At the same time, a small fraction of songs in his prolific catalog lead some to fervently politicize him despite a generally apolitical public stance. Whatever the causes, too often the descriptions applied to Toby Keith obscure the fundamental root of his success: Songwriting. Fortunately, time has a way of clearing those clouds, leaving hope that someday he will be known primarily and rightly as one of the finest popular songwriters of any era in any genre. That outcome is only possible, however, precisely because he has never lost that focus, never been distracted by the ups or the downs.
When his career could barely be called that, Toby Keith wrote songs. Struggling with a former label and fighting to regain a grip on his career, he wrote songs. Peppered with unwarranted criticism, he wrote songs. Showered with praise and awards, he wrote songs. And in many ways, it all goes back to a woman named Clancy, a club she owned and a grandson whose teenage summers there sparked a flame that has yet to even flicker.
The title track of Clancy's Tavern is almost a prequel to Toby's 2005 hit "Honkytonk U." "It's the same grandmother," he explains. "'Honkytonk U' talked about my mother putting me on a Greyhound and sending me to live with my grandmother for the summer, and how things took off from there. This one is more about the bar and what I saw there. The actual name of the place was Billy Garner's Supper Club, but her husband teased her and nicknamed her Clancy because she ran a tavern. Every line in the song is true. This isn't fiction."
Like each album before it, Clancy's Tavern documents the continuing and seemingly inevitable growth of Keith's skills as singer and producer, certainly, but even more as a writer. Consider the songs you won't hear on Clancy's Tavern: "Blue Enough (To Break A Heart In Two)," "Another She Ain't You," "Didn't Forever Get Here Fast?" and "Rattle Can Red." Well, they're actually not songs, just bits and pieces of lyrics from an artist whose gift for language and melody is so well-developed, his songs beget ideas and phrases that in themselves could be fully formed songs.
"That comes with writing your whole life if you stay after it," Toby says. "Sometimes when I write with guys who've been around longer than me they'll say, 'You're gonna have to give me a bit to get my chops up.' They might feel slow for the first day or two while they try to get in the groove.
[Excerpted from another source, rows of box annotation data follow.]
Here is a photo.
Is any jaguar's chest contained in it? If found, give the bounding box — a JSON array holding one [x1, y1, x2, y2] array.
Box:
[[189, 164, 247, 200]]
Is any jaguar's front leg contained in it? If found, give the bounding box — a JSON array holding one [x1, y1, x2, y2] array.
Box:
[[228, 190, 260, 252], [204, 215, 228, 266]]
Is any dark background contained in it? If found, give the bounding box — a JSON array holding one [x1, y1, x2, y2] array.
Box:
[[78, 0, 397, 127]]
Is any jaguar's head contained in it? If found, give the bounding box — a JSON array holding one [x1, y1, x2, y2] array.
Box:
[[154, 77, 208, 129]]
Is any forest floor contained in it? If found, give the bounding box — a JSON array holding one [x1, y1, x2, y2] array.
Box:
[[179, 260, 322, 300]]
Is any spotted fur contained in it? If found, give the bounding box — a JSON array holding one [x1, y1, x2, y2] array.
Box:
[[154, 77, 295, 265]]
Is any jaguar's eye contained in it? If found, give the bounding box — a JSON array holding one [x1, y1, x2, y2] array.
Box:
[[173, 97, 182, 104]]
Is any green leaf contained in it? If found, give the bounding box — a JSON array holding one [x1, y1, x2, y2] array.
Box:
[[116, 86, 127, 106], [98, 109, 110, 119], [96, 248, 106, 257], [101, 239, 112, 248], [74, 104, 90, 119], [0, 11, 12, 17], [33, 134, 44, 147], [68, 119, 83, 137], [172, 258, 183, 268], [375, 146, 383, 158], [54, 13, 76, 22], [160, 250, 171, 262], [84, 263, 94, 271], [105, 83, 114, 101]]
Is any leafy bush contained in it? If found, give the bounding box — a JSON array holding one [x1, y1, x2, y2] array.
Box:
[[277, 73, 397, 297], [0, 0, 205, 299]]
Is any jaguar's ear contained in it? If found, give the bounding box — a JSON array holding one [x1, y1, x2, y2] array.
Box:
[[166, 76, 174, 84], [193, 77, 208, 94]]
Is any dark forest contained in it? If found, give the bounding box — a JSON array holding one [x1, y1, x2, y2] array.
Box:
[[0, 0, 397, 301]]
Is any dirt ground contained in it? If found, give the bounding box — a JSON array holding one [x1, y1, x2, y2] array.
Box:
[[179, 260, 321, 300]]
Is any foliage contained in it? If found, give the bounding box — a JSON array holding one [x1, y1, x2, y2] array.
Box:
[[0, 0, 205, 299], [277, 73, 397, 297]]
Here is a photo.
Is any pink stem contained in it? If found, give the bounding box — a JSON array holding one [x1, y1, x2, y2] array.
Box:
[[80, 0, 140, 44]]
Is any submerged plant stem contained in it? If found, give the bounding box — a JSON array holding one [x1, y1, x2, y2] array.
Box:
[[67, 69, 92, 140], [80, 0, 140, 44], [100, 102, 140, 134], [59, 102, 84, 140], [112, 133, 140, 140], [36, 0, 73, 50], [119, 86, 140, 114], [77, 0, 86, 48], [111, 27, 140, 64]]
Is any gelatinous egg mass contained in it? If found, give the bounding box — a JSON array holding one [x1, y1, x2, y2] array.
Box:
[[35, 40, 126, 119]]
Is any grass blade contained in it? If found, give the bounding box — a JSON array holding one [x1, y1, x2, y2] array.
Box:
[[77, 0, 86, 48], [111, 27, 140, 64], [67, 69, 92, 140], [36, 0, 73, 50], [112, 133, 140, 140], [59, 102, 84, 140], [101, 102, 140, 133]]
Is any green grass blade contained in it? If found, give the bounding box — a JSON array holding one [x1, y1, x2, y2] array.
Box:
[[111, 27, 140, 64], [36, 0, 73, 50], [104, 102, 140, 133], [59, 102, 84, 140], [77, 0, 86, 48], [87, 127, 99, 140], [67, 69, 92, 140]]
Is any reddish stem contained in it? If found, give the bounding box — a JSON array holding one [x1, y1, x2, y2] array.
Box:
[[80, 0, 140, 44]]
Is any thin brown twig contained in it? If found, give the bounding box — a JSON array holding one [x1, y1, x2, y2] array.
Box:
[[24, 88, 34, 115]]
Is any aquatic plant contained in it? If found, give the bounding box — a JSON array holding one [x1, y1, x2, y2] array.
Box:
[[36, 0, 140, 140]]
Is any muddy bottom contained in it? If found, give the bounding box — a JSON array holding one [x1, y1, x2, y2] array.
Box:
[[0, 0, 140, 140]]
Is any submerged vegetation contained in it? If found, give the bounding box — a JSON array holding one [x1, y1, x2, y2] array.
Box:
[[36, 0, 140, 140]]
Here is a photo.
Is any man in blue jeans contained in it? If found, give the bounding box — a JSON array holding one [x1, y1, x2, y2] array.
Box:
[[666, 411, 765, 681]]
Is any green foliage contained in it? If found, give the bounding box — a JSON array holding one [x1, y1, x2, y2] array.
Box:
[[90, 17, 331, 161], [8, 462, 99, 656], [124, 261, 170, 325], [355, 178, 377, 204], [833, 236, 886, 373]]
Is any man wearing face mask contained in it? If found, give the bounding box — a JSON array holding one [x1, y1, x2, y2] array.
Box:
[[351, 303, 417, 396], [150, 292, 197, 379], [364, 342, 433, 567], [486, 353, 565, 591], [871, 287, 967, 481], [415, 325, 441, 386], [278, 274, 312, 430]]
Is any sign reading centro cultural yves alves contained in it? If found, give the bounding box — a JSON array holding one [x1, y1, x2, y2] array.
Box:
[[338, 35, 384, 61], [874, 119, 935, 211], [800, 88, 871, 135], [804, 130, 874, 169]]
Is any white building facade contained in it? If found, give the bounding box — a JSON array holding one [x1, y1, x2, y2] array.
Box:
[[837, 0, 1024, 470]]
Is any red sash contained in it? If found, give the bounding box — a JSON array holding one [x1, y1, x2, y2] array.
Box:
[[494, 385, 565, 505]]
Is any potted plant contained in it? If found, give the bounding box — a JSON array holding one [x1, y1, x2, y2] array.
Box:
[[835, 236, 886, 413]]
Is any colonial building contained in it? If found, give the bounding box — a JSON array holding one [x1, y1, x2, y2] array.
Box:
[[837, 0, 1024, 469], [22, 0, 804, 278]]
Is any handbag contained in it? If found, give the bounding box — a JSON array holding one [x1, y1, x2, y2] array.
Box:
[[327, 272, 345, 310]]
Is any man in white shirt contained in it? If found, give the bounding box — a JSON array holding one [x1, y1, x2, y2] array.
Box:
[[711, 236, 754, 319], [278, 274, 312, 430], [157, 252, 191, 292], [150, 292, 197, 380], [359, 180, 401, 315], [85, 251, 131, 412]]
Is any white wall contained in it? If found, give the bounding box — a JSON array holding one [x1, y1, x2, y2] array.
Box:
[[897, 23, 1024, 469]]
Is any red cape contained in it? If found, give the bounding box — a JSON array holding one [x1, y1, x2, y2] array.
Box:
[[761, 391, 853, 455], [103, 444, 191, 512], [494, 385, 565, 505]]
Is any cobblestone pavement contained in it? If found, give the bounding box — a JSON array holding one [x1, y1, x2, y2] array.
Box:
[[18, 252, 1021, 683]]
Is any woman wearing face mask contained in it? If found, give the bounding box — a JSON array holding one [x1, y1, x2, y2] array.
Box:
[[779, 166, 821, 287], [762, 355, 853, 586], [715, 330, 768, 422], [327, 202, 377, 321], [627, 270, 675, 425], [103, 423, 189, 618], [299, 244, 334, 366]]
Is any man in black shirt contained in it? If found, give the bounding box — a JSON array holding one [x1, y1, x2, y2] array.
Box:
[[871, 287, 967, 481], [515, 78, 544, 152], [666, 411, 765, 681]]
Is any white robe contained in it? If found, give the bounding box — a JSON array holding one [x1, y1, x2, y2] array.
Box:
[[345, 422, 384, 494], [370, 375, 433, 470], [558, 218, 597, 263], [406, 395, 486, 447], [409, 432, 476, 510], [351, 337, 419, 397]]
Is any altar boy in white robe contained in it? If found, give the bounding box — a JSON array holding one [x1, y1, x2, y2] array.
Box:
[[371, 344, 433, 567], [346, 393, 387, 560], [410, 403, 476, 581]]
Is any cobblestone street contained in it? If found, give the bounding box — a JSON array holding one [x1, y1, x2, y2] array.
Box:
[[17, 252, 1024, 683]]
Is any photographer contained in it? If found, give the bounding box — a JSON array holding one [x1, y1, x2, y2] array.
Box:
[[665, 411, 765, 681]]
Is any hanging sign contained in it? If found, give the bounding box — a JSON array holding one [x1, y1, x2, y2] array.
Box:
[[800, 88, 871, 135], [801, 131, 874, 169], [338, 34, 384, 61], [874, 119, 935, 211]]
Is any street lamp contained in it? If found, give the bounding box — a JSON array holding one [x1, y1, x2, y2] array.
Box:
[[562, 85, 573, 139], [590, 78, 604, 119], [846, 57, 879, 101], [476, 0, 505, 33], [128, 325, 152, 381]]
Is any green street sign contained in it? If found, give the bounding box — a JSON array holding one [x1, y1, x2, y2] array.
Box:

But I write all the time. I've never quit writing since I was 14 - haven't eased up one day. If I took off next year, stayed home and did nothing, I would still be writing."
Call it discipline, passion, obsession or all three, but that consistency is perhaps the greatest not-so-secret key to Keith's multi-faceted success. It makes the tours, albums, and related endeavors possible. "If you were a homebuilder and looked at the houses you built when you were 20 and looked at the ones you build today, you'd see they were much better - even than ones you were building five or six years ago. As a songwriter, your system gets better. Your vocabulary gets bigger. Everything that would help a songwriter increases. Plus, you live longer and have more time to stumble on good ideas."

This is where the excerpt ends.